Pimco warns a wave of defaults is coming for low-quality borrowers

North America / United States0 views1 min
Pimco warns a wave of defaults is coming for low-quality borrowers

Pacific Investment Management Co. (Pimco) warns of an impending 'credit loss cycle' as AI-driven spending could worsen economic disparities, hitting low-quality borrowers hardest. The firm predicts higher defaults in leveraged and private direct lending while noting elevated debt and fiscal constraints in developed economies, despite resilient US economic performance.
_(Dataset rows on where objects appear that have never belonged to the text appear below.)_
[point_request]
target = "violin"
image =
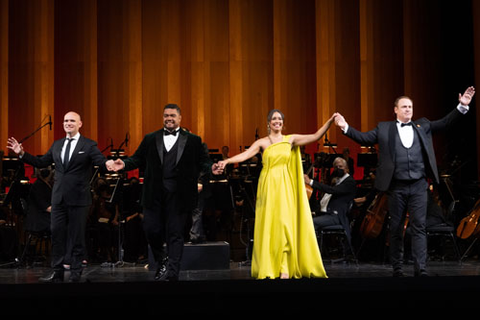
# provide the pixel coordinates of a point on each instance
(469, 225)
(372, 224)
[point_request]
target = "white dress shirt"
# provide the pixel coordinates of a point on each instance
(73, 144)
(170, 140)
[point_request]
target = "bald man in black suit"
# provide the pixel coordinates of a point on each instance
(74, 157)
(406, 159)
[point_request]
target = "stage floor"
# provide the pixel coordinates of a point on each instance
(127, 287)
(129, 272)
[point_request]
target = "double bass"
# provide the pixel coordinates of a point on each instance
(469, 225)
(372, 224)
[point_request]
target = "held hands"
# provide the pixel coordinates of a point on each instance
(217, 168)
(340, 121)
(116, 165)
(13, 145)
(467, 96)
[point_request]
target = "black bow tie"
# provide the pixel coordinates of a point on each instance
(173, 133)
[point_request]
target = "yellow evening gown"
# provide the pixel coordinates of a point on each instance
(284, 238)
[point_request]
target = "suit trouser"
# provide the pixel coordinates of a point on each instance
(165, 223)
(68, 225)
(411, 197)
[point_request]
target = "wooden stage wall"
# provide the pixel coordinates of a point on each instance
(227, 62)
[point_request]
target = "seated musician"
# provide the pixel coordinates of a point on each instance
(337, 199)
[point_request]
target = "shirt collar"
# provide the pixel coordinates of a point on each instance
(75, 137)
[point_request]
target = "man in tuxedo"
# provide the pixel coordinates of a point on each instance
(172, 159)
(406, 159)
(337, 199)
(74, 157)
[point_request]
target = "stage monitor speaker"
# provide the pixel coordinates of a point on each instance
(204, 256)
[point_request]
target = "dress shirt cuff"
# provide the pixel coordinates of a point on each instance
(463, 109)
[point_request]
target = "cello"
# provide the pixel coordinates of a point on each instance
(469, 225)
(372, 224)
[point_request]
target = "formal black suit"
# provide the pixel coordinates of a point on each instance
(405, 194)
(338, 205)
(71, 198)
(169, 191)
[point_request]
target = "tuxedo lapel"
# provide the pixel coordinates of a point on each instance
(421, 135)
(57, 153)
(392, 136)
(78, 147)
(182, 141)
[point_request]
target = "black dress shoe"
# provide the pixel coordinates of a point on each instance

Pacific Investment Management Co. (Pimco) has issued a warning about an emerging 'credit loss cycle,' stating that heavy investment in artificial intelligence could exacerbate economic inequalities and lead to significantly higher losses for lower-quality borrowers. In their latest annual secular outlook report, Pimco analysts Richard Clarida, Andrew Balls, and Daniel Ivascyn highlighted that defaults are reasserting themselves, particularly in leveraged and private direct lending sectors. The firm observed that high-grade credit spreads remain near three-decade lows, while demand for riskier debt persists despite recent global bond selloffs, driven by higher yields. Pimco described this backdrop as 'complacency' rather than strength, noting that AI disruption may disproportionately affect highly leveraged companies in the 'old economy.' The report also pointed to rising instances of debt maturity extensions and 'payment-in-kind' structures, signaling a more severe default cycle than past experiences. Pimco expects AI-driven productivity gains to ease wage pressures and inflation, but geopolitical shocks and supply chain adjustments could offset these effects. Central banks are expected to maintain aggressive measures to anchor inflation expectations over the next five years, with Pimco recommending intermediate-dated sovereign bonds (5-10 years) for potential income and capital gains in a downturn. The firm acknowledged that while elevated debt and deficits limit fiscal flexibility, a US fiscal crisis is not imminent due to the dollar’s reserve status. However, they cautioned that current policies remain unsustainable. Pimco’s flagship $228 billion Income Fund has outperformed peers, returning 0.3% year-to-date and 7.8% over the past 12 months, reflecting its strategic positioning amid market volatility. Historically, US recessions have occurred in 69% of five-year periods since World War II, and Pimco anticipates central banks will use their rate-cutting capacity more aggressively in future downturns. The firm also advised diversifying with non-US debt to mitigate risks tied to the US fiscal trajectory.